Shaming as a national default mode

Shaming as a national default mode

A LONG time ago, when the millennials were just being born, I was aghast that there was a talk show in the US that featured ordinary folk airing their dirty laundry for all to hear — The Jenny Jones Show. (A browse on the internet revealed this show ran from 1991-2003).

I saw it once and never watched it again. Its content made me cringe — the cursing, the details, and the occasional physical attacks.

I was also cringing at comments sections of US websites where sooner than not, somebody will be resorting to shame whatever and whoever can be shamed among the commenters or the ‘commented’.

Those were the pre-social media days when Filipinos were not yet fully onboard.

Three decades later, shaming has become the norm among us, whether it be in teleradyo programs, content by vloggers, or social media comments, and I cannot help but ask why?

How can anyone thrive on such negativity and apparently every single day?

As I have been a pranic healing practitioner for the past 5 years, I can only imagine the toxins one feeds the body with the toxicity one dishes out. Pranic healing is a no-touch natural healing technique that harnesses energy to accelerate the body’s ability to heal itself, a spiritual technology developed by its founder Master Choa Kok Sui, a Cebuano of Chinese origins. As an energy healer, I know that the worst diseases emanate from psychological toxins, the kind of toxicity people dispense every single day, maybe even every second of the day through social media.

People will blame their genes, diet, and lack of exercise as the causes of their diseases. In a way, yes.

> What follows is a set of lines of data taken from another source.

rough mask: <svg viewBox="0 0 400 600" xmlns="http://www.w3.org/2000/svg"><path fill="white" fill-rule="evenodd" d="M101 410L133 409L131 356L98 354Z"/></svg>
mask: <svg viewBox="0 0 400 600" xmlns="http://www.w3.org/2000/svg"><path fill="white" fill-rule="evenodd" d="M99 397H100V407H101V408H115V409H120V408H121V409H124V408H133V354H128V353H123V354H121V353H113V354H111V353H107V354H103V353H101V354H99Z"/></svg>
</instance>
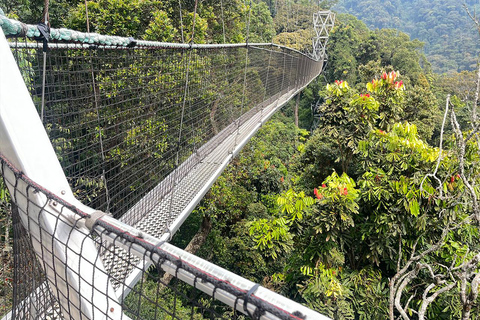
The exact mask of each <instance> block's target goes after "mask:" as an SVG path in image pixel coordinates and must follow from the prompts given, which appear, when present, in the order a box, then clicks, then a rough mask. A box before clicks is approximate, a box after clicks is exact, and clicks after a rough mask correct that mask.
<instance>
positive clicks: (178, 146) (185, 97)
mask: <svg viewBox="0 0 480 320" xmlns="http://www.w3.org/2000/svg"><path fill="white" fill-rule="evenodd" d="M197 5H198V0H195V9H194V12H193V26H192V38H191V39H190V44H192V43H193V40H194V37H195V20H196V19H195V18H196V15H197ZM193 50H194V49H192V48H190V49H189V50H188V58H187V61H186V64H185V67H186V70H185V87H184V90H183V102H182V113H181V116H180V128H179V132H178V140H177V151H176V156H175V170H174V172H175V174H174V178H173V186H172V189H171V191H170V203H169V212H172V208H173V201H174V197H175V188H176V187H177V184H178V180H179V174H180V172H179V159H180V144H181V143H182V130H183V121H184V117H185V104H186V101H187V96H188V93H189V86H188V84H189V76H190V63H191V59H192V52H193ZM166 233H168V234H169V238H170V237H171V236H172V234H171V233H170V230H166Z"/></svg>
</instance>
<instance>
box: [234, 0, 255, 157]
mask: <svg viewBox="0 0 480 320" xmlns="http://www.w3.org/2000/svg"><path fill="white" fill-rule="evenodd" d="M251 13H252V0H250V5H249V7H248V18H247V30H246V37H245V43H246V44H247V45H246V48H245V68H244V71H243V91H242V105H241V107H240V117H241V116H242V115H243V109H244V106H245V93H246V90H247V69H248V49H249V48H248V38H249V36H250V15H251ZM240 117H238V118H237V134H236V136H235V143H234V145H233V149H235V147H236V146H237V143H238V136H239V135H240ZM233 149H232V151H233Z"/></svg>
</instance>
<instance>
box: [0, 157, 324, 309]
mask: <svg viewBox="0 0 480 320" xmlns="http://www.w3.org/2000/svg"><path fill="white" fill-rule="evenodd" d="M0 173H1V174H2V176H3V177H4V180H5V183H6V185H7V187H8V189H9V190H10V193H11V194H12V201H13V202H14V203H18V204H19V206H18V207H16V208H15V210H14V211H13V218H14V222H15V232H16V234H17V236H18V237H17V239H19V240H20V241H17V242H16V243H17V245H19V247H16V248H15V259H16V262H17V263H19V264H21V265H22V267H23V271H27V270H28V271H29V272H30V275H29V276H26V273H16V274H15V278H14V283H15V288H16V290H15V297H14V307H13V314H12V318H14V319H244V318H253V319H257V318H259V317H265V319H305V318H307V316H306V313H305V310H307V312H309V310H308V309H306V308H303V307H301V306H300V305H298V304H295V303H293V302H290V303H289V305H288V307H289V308H290V310H287V309H286V308H285V307H282V306H279V305H276V304H275V303H272V302H271V301H268V299H266V298H265V292H267V293H269V292H268V290H266V289H264V288H262V287H258V285H254V284H252V283H249V282H248V281H238V279H237V278H236V277H234V276H232V275H231V274H229V273H228V272H227V271H221V269H220V268H218V267H217V268H218V270H220V272H218V270H217V271H216V272H214V271H215V267H214V266H213V265H211V264H209V263H207V262H205V261H202V260H201V259H199V258H192V256H189V255H188V254H187V253H185V252H183V251H182V250H180V249H177V248H175V247H173V246H171V245H169V244H166V243H160V244H158V243H155V242H156V241H158V240H155V239H154V238H151V237H150V236H148V235H142V234H140V233H139V231H138V230H134V229H132V228H129V227H128V226H126V225H122V224H121V223H120V222H117V221H116V220H115V219H111V218H110V219H95V218H94V217H93V216H92V215H88V214H86V213H84V212H82V211H81V210H79V209H77V208H75V207H73V206H72V205H70V204H68V203H66V202H64V201H63V200H62V199H61V198H59V197H57V196H56V195H54V194H52V193H50V192H49V191H48V190H45V189H44V188H42V187H41V186H39V185H38V184H36V183H35V182H33V181H31V180H30V179H29V178H28V177H26V176H25V175H24V174H23V173H22V172H20V171H19V170H17V169H16V168H15V167H13V165H12V164H10V163H9V161H8V160H7V159H5V158H4V157H3V156H2V155H0ZM91 219H95V221H93V223H92V221H89V220H91ZM48 220H54V221H56V223H55V227H54V228H53V229H50V228H49V227H48V224H46V221H48ZM89 223H90V225H89ZM24 226H26V227H24ZM86 226H89V227H90V228H91V229H88V228H87V227H86ZM79 239H80V241H79ZM89 243H95V247H96V248H97V250H98V251H99V252H102V253H103V254H102V255H98V256H97V257H98V258H96V259H94V260H88V258H86V257H85V256H86V255H87V252H86V250H89V249H90V247H89ZM32 244H33V247H32ZM19 249H21V250H19ZM121 251H125V252H126V254H125V253H120V252H121ZM105 255H115V256H117V257H118V259H119V260H118V261H119V263H120V264H122V265H124V266H125V267H126V268H137V265H138V261H133V260H132V257H136V258H137V260H138V259H140V260H142V261H144V262H145V261H150V262H151V263H152V266H151V267H150V268H149V269H148V270H143V269H142V270H141V272H142V273H141V277H140V279H139V281H137V282H136V284H135V285H133V286H132V287H130V288H129V290H130V294H129V295H128V297H127V298H126V299H124V300H123V301H119V299H118V298H117V297H116V294H115V292H114V291H113V290H112V289H109V288H108V286H107V288H103V287H102V288H100V286H99V285H98V283H99V282H100V283H102V278H105V279H106V280H107V281H108V282H116V283H117V284H118V285H119V286H128V284H127V283H126V282H125V281H124V280H122V279H119V278H115V275H114V274H112V273H110V272H108V269H105V268H104V267H103V261H102V260H103V259H102V256H105ZM62 258H64V259H65V261H67V263H64V262H63V261H56V260H60V259H62ZM58 262H60V263H58ZM59 265H60V266H61V268H59ZM19 270H20V269H19ZM41 270H44V271H43V272H42V271H41ZM165 272H168V273H170V274H172V275H174V276H175V278H173V279H170V278H169V277H165ZM213 273H215V274H213ZM178 279H181V280H182V281H179V280H178ZM245 283H247V284H245ZM103 284H105V282H104V283H103ZM246 285H247V286H248V287H246V288H245V286H246ZM212 297H213V298H212ZM218 300H220V301H224V302H227V303H228V301H231V303H230V304H231V305H232V306H234V308H233V309H232V308H229V307H228V306H226V305H225V304H222V303H220V302H219V301H218ZM285 300H286V299H285ZM279 301H280V302H282V301H281V299H280V300H279ZM287 301H288V300H287ZM283 303H284V302H283ZM284 304H285V303H284ZM297 308H298V309H297ZM302 308H303V309H302ZM236 310H240V311H241V313H239V312H238V311H236ZM313 314H315V313H313ZM309 319H311V317H310V318H309Z"/></svg>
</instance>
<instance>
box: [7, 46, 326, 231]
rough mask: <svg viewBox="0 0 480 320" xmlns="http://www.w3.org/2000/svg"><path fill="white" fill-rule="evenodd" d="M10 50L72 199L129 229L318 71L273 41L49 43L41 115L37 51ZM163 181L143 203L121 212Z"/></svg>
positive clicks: (304, 82) (229, 150)
mask: <svg viewBox="0 0 480 320" xmlns="http://www.w3.org/2000/svg"><path fill="white" fill-rule="evenodd" d="M13 50H14V51H15V57H16V59H17V62H18V64H19V66H20V68H21V70H22V74H23V76H24V79H25V82H26V83H27V86H28V87H29V88H30V91H31V93H32V98H33V100H34V102H35V104H36V105H37V108H38V111H39V113H40V115H41V116H42V117H43V123H44V126H45V128H46V130H47V131H48V134H49V136H50V139H51V141H52V144H53V146H54V148H55V150H56V152H57V155H58V158H59V159H60V162H61V163H62V166H63V168H64V171H65V174H66V176H67V178H68V179H69V182H70V185H71V187H72V189H73V190H74V193H75V195H76V196H77V198H78V199H79V200H81V201H82V202H83V203H85V204H87V205H89V206H92V207H94V208H97V209H99V210H103V211H106V212H112V213H113V214H114V216H115V217H117V218H120V217H123V218H122V219H123V220H124V221H125V222H128V223H129V224H134V223H136V222H138V221H139V219H141V218H142V217H143V216H144V215H145V213H147V212H149V211H150V210H152V208H153V207H154V206H156V205H157V204H158V201H159V200H160V199H162V198H163V197H165V196H166V195H167V194H168V193H169V191H171V190H172V188H173V187H174V186H175V185H176V184H177V183H178V181H180V180H181V179H182V178H183V177H184V176H185V175H186V174H187V173H188V172H190V170H191V169H192V168H193V167H195V166H196V165H197V164H198V163H199V162H201V161H202V160H203V159H204V158H205V157H206V155H208V154H209V153H210V152H211V151H212V150H213V149H214V148H216V147H217V146H218V144H219V143H220V142H222V141H223V140H225V138H226V137H228V136H229V135H231V134H232V132H234V131H235V130H236V129H237V128H238V126H240V125H241V124H242V123H243V122H245V121H246V120H248V119H249V118H250V117H251V116H252V113H257V112H260V111H261V110H262V108H264V107H265V106H267V105H268V104H271V103H272V102H273V101H275V99H278V98H279V97H280V96H281V95H282V94H285V93H287V92H289V91H291V90H292V89H294V88H296V89H298V88H300V87H303V86H304V85H306V84H307V83H308V82H307V81H310V80H311V78H312V76H313V75H316V74H318V73H319V72H320V69H321V67H322V62H316V61H314V60H311V59H310V58H308V57H306V56H304V55H303V54H300V53H298V52H295V51H291V52H290V51H287V50H286V49H282V48H278V47H276V46H273V45H265V46H261V47H257V46H250V47H248V49H247V48H246V47H233V48H228V47H227V48H217V49H190V50H185V49H172V48H155V49H152V48H140V49H117V50H114V49H112V48H106V47H104V48H99V47H97V48H95V49H85V48H80V49H73V48H64V47H57V46H55V45H52V46H51V48H50V50H49V51H48V52H47V54H46V59H47V60H46V69H45V76H46V79H45V80H46V82H45V89H44V90H45V93H44V101H45V102H44V108H43V113H42V106H41V103H42V76H43V67H42V66H43V53H42V50H41V48H25V47H23V46H20V45H16V43H15V44H13ZM247 50H248V52H247ZM244 78H245V79H244ZM251 110H252V111H253V112H250V113H249V111H251ZM242 115H243V117H242ZM213 137H215V139H214V140H211V139H212V138H213ZM209 141H210V142H209ZM207 142H209V143H207ZM230 148H232V147H230ZM227 151H229V152H231V151H232V150H227ZM179 164H182V165H181V166H179ZM175 169H178V170H177V171H176V172H175V174H173V175H170V174H171V173H172V172H173V171H174V170H175ZM169 175H170V177H169V179H168V180H167V181H164V183H163V184H162V186H161V188H156V190H155V194H154V195H153V194H152V195H151V197H149V199H148V201H143V202H142V205H141V206H138V205H137V206H136V207H135V209H134V210H130V211H129V212H128V216H124V214H125V213H126V212H127V211H128V210H129V209H131V208H132V207H133V205H134V204H136V203H138V202H139V200H140V199H142V198H143V197H144V196H145V194H147V193H148V192H149V191H151V190H152V189H153V188H154V187H155V186H157V185H158V184H159V183H160V182H161V181H163V180H164V179H165V178H166V177H167V176H169ZM145 200H147V199H145Z"/></svg>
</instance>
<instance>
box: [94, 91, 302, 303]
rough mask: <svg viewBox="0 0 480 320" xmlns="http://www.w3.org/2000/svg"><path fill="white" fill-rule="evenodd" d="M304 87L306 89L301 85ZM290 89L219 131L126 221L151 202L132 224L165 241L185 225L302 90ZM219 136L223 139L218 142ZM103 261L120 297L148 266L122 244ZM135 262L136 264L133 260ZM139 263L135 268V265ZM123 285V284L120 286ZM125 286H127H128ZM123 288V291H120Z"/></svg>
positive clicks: (147, 199) (150, 194)
mask: <svg viewBox="0 0 480 320" xmlns="http://www.w3.org/2000/svg"><path fill="white" fill-rule="evenodd" d="M301 89H303V88H301ZM301 89H299V90H295V89H289V90H288V91H287V90H286V91H284V92H283V93H282V94H279V95H277V96H276V97H273V99H270V100H269V101H268V105H266V106H265V107H263V108H262V106H257V107H256V108H253V109H252V110H251V111H249V112H248V113H246V114H245V115H244V117H242V118H244V121H243V124H241V125H240V126H239V125H238V124H236V123H232V124H231V125H230V126H229V127H227V128H225V129H224V130H223V131H222V132H220V133H219V134H218V135H217V136H216V137H215V138H213V139H212V141H211V142H209V143H207V144H206V145H204V146H203V147H202V148H200V149H199V150H198V152H197V153H196V154H194V155H192V156H191V157H203V160H201V161H200V162H199V163H198V164H197V165H195V166H194V167H193V168H190V170H189V172H188V173H187V174H186V175H185V176H184V177H183V178H181V179H178V181H177V183H176V184H175V187H174V188H173V189H172V190H171V191H170V192H168V193H167V194H165V195H164V196H163V198H162V199H160V200H159V201H157V202H156V204H155V205H152V204H151V203H150V202H149V201H150V200H151V199H152V198H155V194H156V193H158V192H159V190H163V184H164V183H168V181H171V179H176V177H175V176H176V175H177V174H178V172H179V171H181V170H185V169H184V167H185V166H188V163H189V161H188V160H187V161H185V162H184V164H183V165H182V166H180V167H179V168H178V169H177V170H176V171H174V172H172V173H171V174H170V176H168V177H167V178H166V179H165V180H164V181H163V182H162V183H160V184H159V185H158V186H157V187H156V188H154V189H153V190H152V191H150V193H148V194H147V195H146V196H145V197H144V198H143V199H142V200H140V201H139V203H138V204H137V205H136V206H134V207H133V208H132V209H131V210H129V211H128V212H127V213H126V214H125V215H124V217H122V219H120V220H123V222H125V221H128V220H129V219H132V216H133V215H134V213H135V211H136V210H138V208H139V207H143V206H145V205H147V204H148V205H150V206H151V207H152V209H151V210H150V212H149V213H147V214H146V215H144V216H143V217H142V218H141V219H140V220H139V221H138V222H137V223H135V224H134V225H133V226H134V227H135V228H136V229H139V230H141V231H143V232H145V233H146V234H149V235H151V236H153V237H155V238H159V239H161V240H162V241H168V240H170V239H171V237H172V236H173V234H174V233H175V232H176V231H177V230H178V228H179V227H180V226H181V225H182V223H183V222H184V221H185V219H186V218H187V217H188V216H189V214H190V213H191V212H192V211H193V209H194V208H195V206H196V205H197V204H198V203H199V202H200V200H201V199H202V197H203V196H204V195H205V194H206V193H207V192H208V190H209V189H210V187H211V186H212V185H213V183H214V182H215V180H216V179H217V178H218V176H220V174H221V173H222V171H223V170H224V169H225V168H226V166H227V165H228V163H229V162H230V161H231V159H232V158H233V157H234V156H235V155H236V154H238V152H240V150H241V149H242V148H243V146H244V145H245V144H246V143H247V142H248V141H249V140H250V138H251V137H252V136H253V135H254V134H255V133H256V132H257V131H258V129H260V127H261V126H262V125H263V124H264V123H265V122H266V121H268V120H269V119H270V117H271V116H272V115H273V114H274V113H275V112H276V111H278V110H279V109H280V108H281V107H282V106H284V105H285V103H287V102H288V101H289V100H290V99H291V98H292V97H294V96H295V95H296V94H297V93H298V92H299V91H301ZM218 139H223V140H222V141H221V142H220V143H218ZM210 143H212V144H215V145H216V147H214V148H209V144H210ZM209 149H211V151H209V152H208V153H207V154H202V153H203V152H204V150H207V151H208V150H209ZM103 261H104V264H105V267H106V270H107V271H108V273H109V274H110V275H111V277H112V279H114V281H113V282H114V283H113V285H114V287H115V288H116V290H117V294H118V295H119V296H122V297H125V296H126V294H128V292H129V291H130V290H131V289H132V288H133V286H134V285H135V283H136V282H137V281H138V280H139V279H140V277H141V276H142V270H144V269H145V268H146V267H148V265H144V263H143V262H142V261H140V260H139V259H138V258H137V257H134V256H129V254H128V253H127V252H126V251H124V250H123V249H121V248H119V247H115V248H114V249H113V248H112V251H109V250H107V251H106V252H104V255H103ZM132 261H134V262H135V263H132ZM135 264H136V265H137V267H136V268H134V267H133V265H135ZM120 284H123V285H120ZM125 285H126V286H125ZM118 291H120V292H118Z"/></svg>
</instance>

These contribute a lot to the disease’s fruition. But the seeds and the roots will all point to anger, hatred, grief, anxiety, stress, tension, resentment, irritation, aggression, and all negative emotions.

Pre-social media, we had that in profusion. But only through direct contact with the source. These days, we can have it from people across the world whom we do not even know, or artistas whom we cannot even talk about as one lynch mob two decades ago.

Worse, even passive readers of toxic comments get affected. And for what? Nothing. The cause of their negative emotion from which they will harvest diseases, most of the time, are people they do not even know.

The Internet was all about interaction when it first gained headway into our lives. The early 2000s buzzword was interactive. Reach out to the whole world, engage, interact! These days, it is better to ignore. Love yourself more, ignore.